- Film poster
- Directed by: Ibrahim Nash'at [de]
- Written by: Ibrahim Nash'at; Talal Derki; Shane Boris;
- Produced by: Talal Derki; Odessa Rae; Shane Boris;
- Cinematography: Ibrahim Nash'at
- Edited by: Atanas Georgiev; Marion Tuor;
- Music by: Volker Bertelmann
- Production companies: Rolling Narratives; Jouzour Film Production; Cottage M; Raefilm Studios;
- Distributed by: Fourth Act Film
- Release dates: August 31, 2023 (Venice); July 19, 2024 (United States);
- Running time: 92 minutes
- Countries: Germany; United States;
- Languages: English; Dari; Pashto;

= Hollywoodgate =

2023 German-American documentary film

Hollywoodgate is a 2023 documentary film written and directed by Ibrahim Nash'at. It premiered out of competition at the 80th Venice International Film Festival. It was released in the United States on July 19, 2024.

==Production==
The film was shot in over a year, and it chronicles the daily life in Afghanistan of Taliban air force commander Mawlawi Mansour, and one of his soldiers, the fundamentalist M.J. Mukhtar, following the American withdrawal from Afghanistan.

==Release==
The film premiered out of competition at the 80th Venice International Film Festival. It was later screened at the 2023 Telluride Film Festival, the 2023 Tallinn Black Nights Film Festival, the 2023 International Documentary Film Festival Amsterdam, the 2024 Jeonju International Film Festival, the 2024 Seattle International Film Festival, the 2024 Sheffield International Documentary Festival, the 2024 DOK.fest München, the 2024 CPH: DOX, the 2024 Antenna documentary film festival, the 48th Hong Kong International Film Festival, the 2024 Doc Fortnight, the 2024 Thessaloniki Documentary Festival, the 2024 Doc Point and is set to premiere in the 2024 New Zealand International Film Festival and the 2024 ZagrebDox International Documentary Film Festival.

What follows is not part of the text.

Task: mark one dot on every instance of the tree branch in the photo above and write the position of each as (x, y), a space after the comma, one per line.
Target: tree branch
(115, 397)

The film was released in the United States on July 19, 2024. It is set to be released in the regions of Middle East and North Africa (MENA) from August 30, 2024 where the Dubai-based distributor Front Row Filmed Entertainment has acquired distribution rights.

==Reception ==
 Metacritic, which uses a weighted average, assigned the film a score of 74 out of 100, based on 13 critics, indicating "generally favorable" reviews.

===Accolades===
The film was named as the winners of "The Golden Eye" from the 2023 Zurich Film Festival, the "Full Frame Grand Jury Award" from the 2024 Full Frame Documentary Film Festival, the "AFF Feature Documentary Award" from the 2023 Adelaide Film Festival, "The Fipresci Prize" from the 2023 El Gouna Film Festival, and also received the top honors of El Gouna Gold Star for Documentary Film, the "Best Human Rights Film" from the 2023 Verzio International Human Rights Documentary Film Festival.